The pass is located in the Ammergau region of southern Bavaria. It leads from Ettal near Oberammergau (in the Landkreis Garmisch-Partenkirchen) to Reutte in northwest Tyrol. The Ammer Saddle is the pass between the Ammergauer Hochplatte (2082 m.) on the northwest, the Scheinbergspitz (1926 m.) on the north, the Kreuzspitze (2185 m.) in the southeast, and the Geierköpfe (2161 m.) in the southwest. The first three of these peaks are in Germany, and the Geierköpfe in Austria.

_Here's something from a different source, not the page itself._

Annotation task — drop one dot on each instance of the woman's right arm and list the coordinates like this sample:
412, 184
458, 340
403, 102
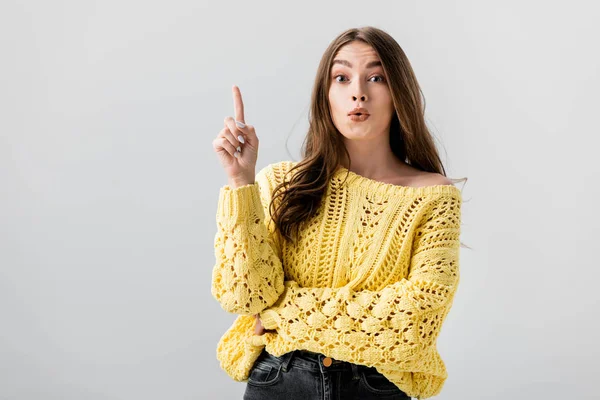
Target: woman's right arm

The pass road has a maximum grade of 12 percent. It is mostly fairly straight, although somewhat more winding near the pass. It leaves the German Bundesstraße 23 at Ettal and joins the Austrian Fernpass Straße (B 179) at Reutte. From the northeast, it leads through the Graswang Valley along the Linder River, a tributary of the Amper (or Ammer) that partly drains away into the chalky soil. The road passes Ludwig II of Bavaria's castle of Linderhof. On the Austrian side, it passes the Plansee.